The CS188 course from Berkeley goes to great length in explaining why the optimality of $A^*$ algorithm is conditioned by the admissibility of heuristic.
Note: admissibility of heuristic means that:
$$\forall n, 0 \leq h(n) \leq h^*(n) $$
With $h^*(n)$ being the true optimal distance of $n$ to the goal.
The course's proof reasoning is sound and makes perfect sense.
However, this example uses a heuristic that is not admissible. For instance, the distance between the start state and the goal state is only $h^* = 2$ while the heuristic of the start state is $h = 17$ (see the example with the 8-puzzle, using Nilsson heuristic). Obviously, $17 \gt 2$ and therefore the heuristic is not admissible.
However, after having implemented the algorithm and tested it, it seems that it is able to find the optimal solution each time.
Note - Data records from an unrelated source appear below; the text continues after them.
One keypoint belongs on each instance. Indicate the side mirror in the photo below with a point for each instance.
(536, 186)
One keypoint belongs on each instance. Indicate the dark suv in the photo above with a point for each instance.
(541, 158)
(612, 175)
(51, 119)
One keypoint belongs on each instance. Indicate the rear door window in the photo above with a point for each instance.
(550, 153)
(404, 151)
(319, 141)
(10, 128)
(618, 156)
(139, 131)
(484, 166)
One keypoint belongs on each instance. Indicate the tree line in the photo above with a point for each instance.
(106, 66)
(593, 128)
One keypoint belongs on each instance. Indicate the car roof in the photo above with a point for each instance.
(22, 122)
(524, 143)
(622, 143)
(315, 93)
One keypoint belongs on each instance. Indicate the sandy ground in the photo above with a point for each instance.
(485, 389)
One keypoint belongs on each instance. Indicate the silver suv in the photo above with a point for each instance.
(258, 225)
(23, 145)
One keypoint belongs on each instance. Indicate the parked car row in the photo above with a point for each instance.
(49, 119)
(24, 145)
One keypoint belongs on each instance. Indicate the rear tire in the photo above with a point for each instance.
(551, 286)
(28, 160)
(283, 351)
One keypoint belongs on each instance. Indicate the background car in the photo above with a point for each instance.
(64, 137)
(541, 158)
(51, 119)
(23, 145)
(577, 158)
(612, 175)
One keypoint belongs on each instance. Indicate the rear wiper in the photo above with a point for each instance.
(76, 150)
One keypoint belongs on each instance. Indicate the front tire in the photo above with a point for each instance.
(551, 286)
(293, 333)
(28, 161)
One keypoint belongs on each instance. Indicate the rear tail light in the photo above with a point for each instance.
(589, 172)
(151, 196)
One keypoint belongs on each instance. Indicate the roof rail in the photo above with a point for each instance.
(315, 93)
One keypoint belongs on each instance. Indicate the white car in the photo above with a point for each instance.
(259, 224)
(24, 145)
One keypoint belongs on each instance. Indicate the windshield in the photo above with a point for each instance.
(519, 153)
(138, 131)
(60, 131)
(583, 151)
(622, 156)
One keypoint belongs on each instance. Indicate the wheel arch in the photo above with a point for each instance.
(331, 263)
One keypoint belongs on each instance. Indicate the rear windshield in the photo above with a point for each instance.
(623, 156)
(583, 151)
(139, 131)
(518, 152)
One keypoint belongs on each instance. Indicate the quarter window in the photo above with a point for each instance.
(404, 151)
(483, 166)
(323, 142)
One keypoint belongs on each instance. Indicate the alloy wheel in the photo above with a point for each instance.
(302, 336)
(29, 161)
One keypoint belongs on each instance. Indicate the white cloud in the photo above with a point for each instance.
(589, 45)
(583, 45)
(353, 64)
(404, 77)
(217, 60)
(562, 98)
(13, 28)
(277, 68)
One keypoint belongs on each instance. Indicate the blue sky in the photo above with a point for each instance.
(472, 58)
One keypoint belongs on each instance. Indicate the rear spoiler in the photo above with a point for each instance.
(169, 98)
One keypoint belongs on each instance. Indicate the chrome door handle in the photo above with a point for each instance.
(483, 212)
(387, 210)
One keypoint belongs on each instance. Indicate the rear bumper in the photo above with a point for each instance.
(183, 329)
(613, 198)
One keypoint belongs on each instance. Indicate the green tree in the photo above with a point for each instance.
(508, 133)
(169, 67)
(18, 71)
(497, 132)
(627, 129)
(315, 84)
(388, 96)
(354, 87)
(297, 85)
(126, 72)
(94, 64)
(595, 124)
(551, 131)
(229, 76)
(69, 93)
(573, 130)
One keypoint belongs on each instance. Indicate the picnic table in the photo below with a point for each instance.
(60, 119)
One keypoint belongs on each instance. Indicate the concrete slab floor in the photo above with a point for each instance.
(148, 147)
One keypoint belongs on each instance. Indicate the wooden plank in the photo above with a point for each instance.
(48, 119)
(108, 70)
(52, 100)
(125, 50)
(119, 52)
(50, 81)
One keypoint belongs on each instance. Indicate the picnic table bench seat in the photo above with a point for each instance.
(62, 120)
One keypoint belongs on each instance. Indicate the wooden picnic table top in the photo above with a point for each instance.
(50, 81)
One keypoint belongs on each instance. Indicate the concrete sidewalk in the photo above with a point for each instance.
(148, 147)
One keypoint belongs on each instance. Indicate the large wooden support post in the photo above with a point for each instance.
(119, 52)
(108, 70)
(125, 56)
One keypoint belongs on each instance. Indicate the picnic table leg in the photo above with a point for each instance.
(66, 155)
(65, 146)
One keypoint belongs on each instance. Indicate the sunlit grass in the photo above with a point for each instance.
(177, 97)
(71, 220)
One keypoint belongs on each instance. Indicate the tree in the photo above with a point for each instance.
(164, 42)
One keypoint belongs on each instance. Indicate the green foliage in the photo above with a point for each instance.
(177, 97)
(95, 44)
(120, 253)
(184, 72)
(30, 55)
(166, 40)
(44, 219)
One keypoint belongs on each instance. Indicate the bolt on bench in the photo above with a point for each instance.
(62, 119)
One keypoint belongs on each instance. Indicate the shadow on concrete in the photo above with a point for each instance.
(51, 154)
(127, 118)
Trying to alter the heuristic function only makes it worse than optimal.
So, if the admissibility of the heuristic a necessary condition for the guaranteed optimality of $A^*$, how comes that this example seems to refute this?
Did I miss something? Or perhaps, does the condition on the admissibility means that sometimes, the algorithm will be optimal even with an unadmissible heuristic, but only an admissible one guarantees the optimality?
I'd be curious to hear any thought about that.